G. PASCOLI: X agosto

San Lorenzo , io lo so perché tanto
di stelle per l’aria tranquilla
arde e cade, perché si gran pianto
nel concavo cielo sfavilla.

Ritornava una rondine al tetto :
l’uccisero: cadde tra i spini;
ella aveva nel becco un insetto:
la cena dei suoi rondinini.

Ora è là, come in croce, che tende
quel verme a quel cielo lontano;
e il suo nido è nell’ombra, che attende,
che pigola sempre più piano.

Anche un uomo tornava al suo nido:
l’uccisero: disse: Perdono ;
e restò negli aperti occhi un grido:
portava due bambole in dono.

Ora là, nella casa romita,
lo aspettano, aspettano in vano:
egli immobile, attonito, addita
le bambole al cielo lontano.

E tu, Cielo, dall’alto dei mondi
sereni, infinito, immortale,
oh! d’un pianto di stelle lo inondi
quest’atomo opaco del Male

È una delle più belle poesie composte dal poeta romagnolo. La data del 10 agosto per lui aveva un significato speciale: gli rievocava la morte dell’amatissimo padre che fu ucciso da mano ignota mentre tornava a casa dal consueto giro nella tenuta dei principi di Torlonia di cui era amministratore. Il piccolo Giovanni, quel 10 agosto 1867, aveva soltanto dodici anni e quel tragico evento condizionò la sua vita futura.

Il trauma della morte del padre portò il poeta a chiudersi nel proprio “nido”, quello costituito dalle sue donne, la madre e le due sorelle rimaste, dopo la morte di un’altra sorella e dei due fratelli.
Il “nido” nella simbologia pascoliana rimanda chiaramente alla famiglia, è un luogo protetto in cui nulla di male può accadere se correttamente salvaguardato. Lo spazio esterno, al contrario, rappresentava per Pascoli, proprio a causa del trauma infantile, il pericolo. Una specie di trappola mortale da cui non si ritorna più al focolare domestico.

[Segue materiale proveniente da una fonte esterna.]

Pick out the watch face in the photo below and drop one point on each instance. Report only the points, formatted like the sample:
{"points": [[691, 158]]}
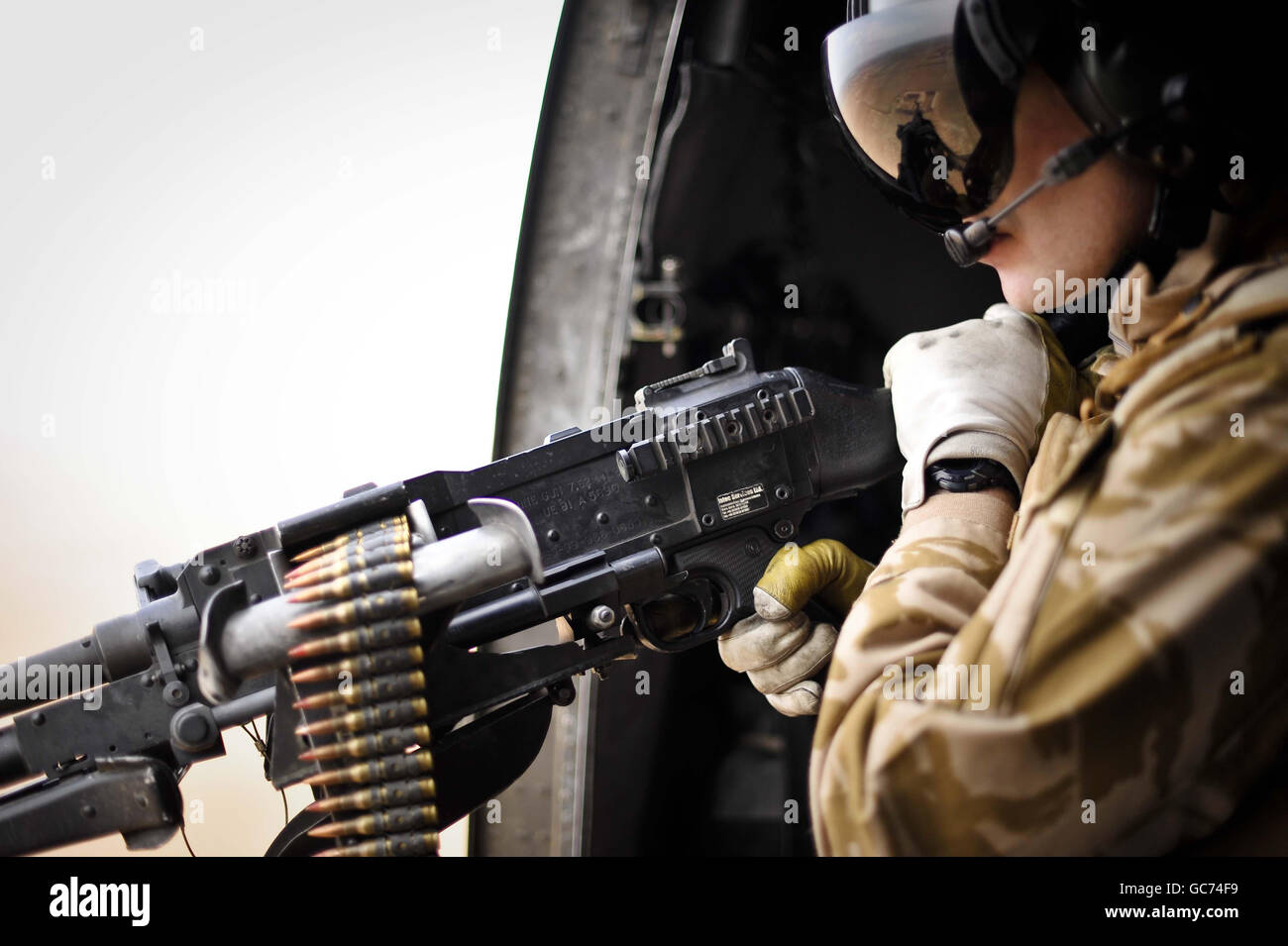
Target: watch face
{"points": [[969, 476]]}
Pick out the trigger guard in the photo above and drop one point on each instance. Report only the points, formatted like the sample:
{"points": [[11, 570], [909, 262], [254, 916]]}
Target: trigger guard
{"points": [[703, 635]]}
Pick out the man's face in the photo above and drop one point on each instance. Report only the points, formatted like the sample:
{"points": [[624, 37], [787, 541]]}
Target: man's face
{"points": [[1081, 227]]}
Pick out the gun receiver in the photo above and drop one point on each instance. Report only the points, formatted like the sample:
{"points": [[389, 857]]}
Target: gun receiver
{"points": [[649, 529]]}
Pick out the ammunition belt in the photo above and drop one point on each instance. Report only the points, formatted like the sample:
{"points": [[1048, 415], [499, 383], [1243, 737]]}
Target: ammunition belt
{"points": [[361, 691]]}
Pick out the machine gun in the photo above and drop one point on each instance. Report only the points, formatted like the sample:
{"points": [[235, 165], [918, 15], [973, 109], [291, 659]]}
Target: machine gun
{"points": [[356, 628]]}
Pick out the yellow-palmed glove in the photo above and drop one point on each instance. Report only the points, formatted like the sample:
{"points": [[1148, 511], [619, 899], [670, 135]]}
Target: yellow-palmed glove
{"points": [[780, 648]]}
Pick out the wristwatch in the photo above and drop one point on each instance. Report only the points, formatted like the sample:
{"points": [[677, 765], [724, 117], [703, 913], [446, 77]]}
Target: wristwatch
{"points": [[969, 476]]}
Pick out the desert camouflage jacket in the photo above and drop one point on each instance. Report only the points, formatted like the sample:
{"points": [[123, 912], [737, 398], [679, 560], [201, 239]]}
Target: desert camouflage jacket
{"points": [[1104, 671]]}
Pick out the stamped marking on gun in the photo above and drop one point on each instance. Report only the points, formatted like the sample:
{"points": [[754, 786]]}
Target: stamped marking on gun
{"points": [[739, 502]]}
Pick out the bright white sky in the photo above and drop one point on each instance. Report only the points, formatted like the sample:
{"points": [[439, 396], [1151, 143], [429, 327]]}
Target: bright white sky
{"points": [[253, 254]]}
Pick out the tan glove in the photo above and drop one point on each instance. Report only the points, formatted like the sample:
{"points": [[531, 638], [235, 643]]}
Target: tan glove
{"points": [[780, 648]]}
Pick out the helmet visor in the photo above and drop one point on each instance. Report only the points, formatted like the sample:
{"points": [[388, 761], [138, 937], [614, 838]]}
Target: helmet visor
{"points": [[892, 80]]}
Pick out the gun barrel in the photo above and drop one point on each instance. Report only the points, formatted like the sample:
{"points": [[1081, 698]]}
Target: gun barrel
{"points": [[13, 766]]}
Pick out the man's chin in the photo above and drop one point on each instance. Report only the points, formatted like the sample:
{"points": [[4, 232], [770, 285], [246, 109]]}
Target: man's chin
{"points": [[1018, 289]]}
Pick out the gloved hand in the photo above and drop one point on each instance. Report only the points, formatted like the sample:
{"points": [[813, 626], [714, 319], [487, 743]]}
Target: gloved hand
{"points": [[980, 389], [780, 646]]}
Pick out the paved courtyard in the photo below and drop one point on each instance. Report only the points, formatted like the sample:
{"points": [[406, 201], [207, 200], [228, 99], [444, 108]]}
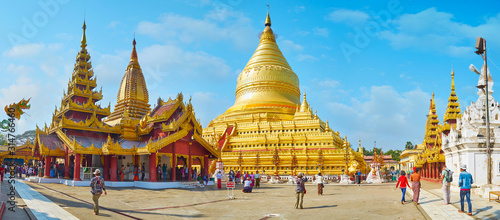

Il microcosmo protetto di Pascoli, rappresentato dalla campagna, si contrappone alla città, caratterizzata dal vizio e dalla perdita della moralità da parte dei cittadini che vivono freneticamente alla ricerca del successo e delbenessere economico. In campagna, al contrario, la vita semplice e il contatto con la natura favorisce, secondo il poeta, la conservazione di quello stato fanciullesco che permette agli uomini, pur divenendo adulti, di guardare con occhi stupiti e con curiosità sempre nuova il mondo che li circonda.

Il mito della campagna, così spiegato, sembra in contraddizione con quell’evento luttuoso accaduto il 10 agosto 1867. Il padre di Giovanni, infatti, fu ucciso da una fucilata in mezzo ai campi. Il suo sguardo rivolto al cielo, come quello della rondine, sembra celare un urlo di muto dolore, causato dalla consapevolezza di non poter vedere mai più la famiglia, le bambine per cui aveva acquistato le bambole come dono. Allo stesso modo, la rondine non potrà più tornare al nido per sfamare i piccoli che, inevitabilmente, saranno abbandonati. Curioso, ma strettamente legato alla simbologia pascoliana, lo scambio dei termini, “tetto” (che è anche una metonimia) riferito all’animale e “nido” per casa, e l’identificazione del “cielo” come il luogo privilegiato post mortem, cui entrambi, l’uomo e l’uccello, rivolgono lo sguardo, tendendo verso l’alto il cibo e i doni.

La notte di san Lorenzo, con le sue stelle cadenti, rappresenta, dunque, per Pascoli il momento di dolore, una sofferenza che non è solo sua ma che supera l’individualismo per unire l’umanità stessa in un pianto collettivo. Le stelle cadono come lacrime su quel mondo che, non solo per la sua vita travagliata ma per un dolore universale, Giovanni riconosce come un atomo opaco del male.